2019’da rekor kıran Rusya’dan gelen turist sayısı o yıl birinci defa 7 milyonun üzerine çıkmıştı. Fakat Rusya’nın diplomatik krizlerde turist kozunu sert formda uygulayabildiğini daha evvel 2016 tecrübesi göstermişti. Gerçekten Rusya ile Türkiye ortasında yaşanan uçak krizi nedeniyle 2016’da Rusya’dan gelen turist sayısı 870 bine kadar gerilemişti. 2021’de de misal bir kriz senaryosu kendisini gösterdi. Lakin bu sefer Antalyalı turizmcilerin dayanma gücü daha az. Zira 2016’ya kıyasla hem çok daha fazla borçlular, hem yerli turist dayanağından yoksunlar, hem de 2020 yılında da derin bir pandemi krizi yaşadılar. Bankacılık Düzenleme ve Denetleme Kurumu (BDDK) datalarına nazaran kentteki turizm işletmelerinin bankalara olan borcu 2020 yılı sonu itibariyle 52 milyar 873 milyon TL’ye dayanmış durumda.
Son yıllardaki artış ise dikkat alımlı boyutlara ulaşmış durumda. Uçak krizinin turizme darbe vurduğu yıl olan 2016 sonunda Antalyalı turizmcilerin bankalara borcu 14 milyar 695 milyon TL’yken o günden bu yana borcun artış oranı yüzde 259. Antalyalı turizmcilerin bankalara borcunun 2019 yılı sonunda 35 milyar 464 milyon TL olduğu düşünülürse, turizmin “ölü yılı” olan 2020’de bile borç artışı yüzde 46.
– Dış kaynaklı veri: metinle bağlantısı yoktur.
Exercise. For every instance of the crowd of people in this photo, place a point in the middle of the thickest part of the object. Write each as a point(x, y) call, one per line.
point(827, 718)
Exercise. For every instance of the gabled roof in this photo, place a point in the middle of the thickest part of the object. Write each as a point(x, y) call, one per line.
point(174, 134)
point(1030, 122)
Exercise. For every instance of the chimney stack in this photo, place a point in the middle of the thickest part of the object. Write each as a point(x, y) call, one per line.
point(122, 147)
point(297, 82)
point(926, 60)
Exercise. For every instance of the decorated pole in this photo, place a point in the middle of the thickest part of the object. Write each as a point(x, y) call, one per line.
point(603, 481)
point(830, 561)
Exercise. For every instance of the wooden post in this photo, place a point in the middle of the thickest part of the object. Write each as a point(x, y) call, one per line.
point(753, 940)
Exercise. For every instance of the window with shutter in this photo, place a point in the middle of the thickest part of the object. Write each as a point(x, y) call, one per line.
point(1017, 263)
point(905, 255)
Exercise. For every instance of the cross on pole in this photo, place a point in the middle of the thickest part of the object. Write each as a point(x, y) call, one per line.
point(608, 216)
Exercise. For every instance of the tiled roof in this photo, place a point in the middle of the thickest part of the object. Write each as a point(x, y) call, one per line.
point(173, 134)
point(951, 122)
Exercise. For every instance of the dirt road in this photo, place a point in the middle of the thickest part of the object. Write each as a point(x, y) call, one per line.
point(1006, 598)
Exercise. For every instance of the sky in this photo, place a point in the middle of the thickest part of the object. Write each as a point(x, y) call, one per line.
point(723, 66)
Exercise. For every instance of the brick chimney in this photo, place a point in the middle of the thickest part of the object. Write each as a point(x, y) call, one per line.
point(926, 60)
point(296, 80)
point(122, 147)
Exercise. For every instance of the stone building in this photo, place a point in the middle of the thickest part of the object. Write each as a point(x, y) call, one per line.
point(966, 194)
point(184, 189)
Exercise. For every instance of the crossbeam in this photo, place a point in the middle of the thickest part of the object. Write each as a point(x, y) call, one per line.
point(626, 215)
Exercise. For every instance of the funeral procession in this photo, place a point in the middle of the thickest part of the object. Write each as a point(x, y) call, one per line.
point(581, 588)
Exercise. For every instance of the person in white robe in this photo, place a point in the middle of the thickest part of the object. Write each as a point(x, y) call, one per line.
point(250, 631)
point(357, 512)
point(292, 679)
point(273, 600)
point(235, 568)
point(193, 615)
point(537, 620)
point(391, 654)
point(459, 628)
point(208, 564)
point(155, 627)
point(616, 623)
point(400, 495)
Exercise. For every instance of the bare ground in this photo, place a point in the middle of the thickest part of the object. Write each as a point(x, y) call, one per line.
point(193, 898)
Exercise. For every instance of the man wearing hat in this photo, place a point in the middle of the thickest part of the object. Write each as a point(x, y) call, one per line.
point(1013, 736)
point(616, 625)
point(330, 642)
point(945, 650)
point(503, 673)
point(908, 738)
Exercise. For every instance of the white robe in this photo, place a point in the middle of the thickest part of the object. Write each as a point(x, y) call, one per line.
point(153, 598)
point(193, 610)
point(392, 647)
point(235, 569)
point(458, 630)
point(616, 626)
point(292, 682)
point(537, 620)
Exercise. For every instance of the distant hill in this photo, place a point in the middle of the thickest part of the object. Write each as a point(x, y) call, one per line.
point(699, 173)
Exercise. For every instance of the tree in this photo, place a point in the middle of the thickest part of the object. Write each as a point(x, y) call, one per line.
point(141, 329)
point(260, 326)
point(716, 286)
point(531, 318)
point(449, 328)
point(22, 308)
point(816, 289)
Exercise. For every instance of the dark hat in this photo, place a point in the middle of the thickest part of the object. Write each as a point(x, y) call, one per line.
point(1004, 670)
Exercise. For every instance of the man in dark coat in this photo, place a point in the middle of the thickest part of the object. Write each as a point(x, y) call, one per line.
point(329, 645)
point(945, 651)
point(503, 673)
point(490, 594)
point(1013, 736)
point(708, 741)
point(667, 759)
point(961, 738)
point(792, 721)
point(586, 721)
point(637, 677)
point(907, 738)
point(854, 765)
Öbür vilayetlerle kıyaslandığında da Antalya bilhassa öne çıkıyor. Zira turizm kesiminin en çok borcunun bulunduğu vilayet de Antalya. Dalın 2020 yılı sonunda toplam 136,4 milyar lira banka borcu olduğu düşünülürse turizmcilerin her 100 liralık borcunun 39 lirası Antalyalı işletmecilerin sırtında. Üstelik Antalya’nın turizm bölümünün banka borçları içindeki hissesi her geçen yıl artıyor.
ÇİFTÇİ DE ETKİLENİYOR
Antalya bir yandan turizmin bir yandan da seracılığın başşehri. Kentin tarım eserlerine dönük talebi oteller ve ihracatçılar yaratıyor. Bu haliyle hem turizm dalında yaşanacak sakinlik kentin tarım başta olmak üzere öteki dallarını de olumsuz etkiliyor.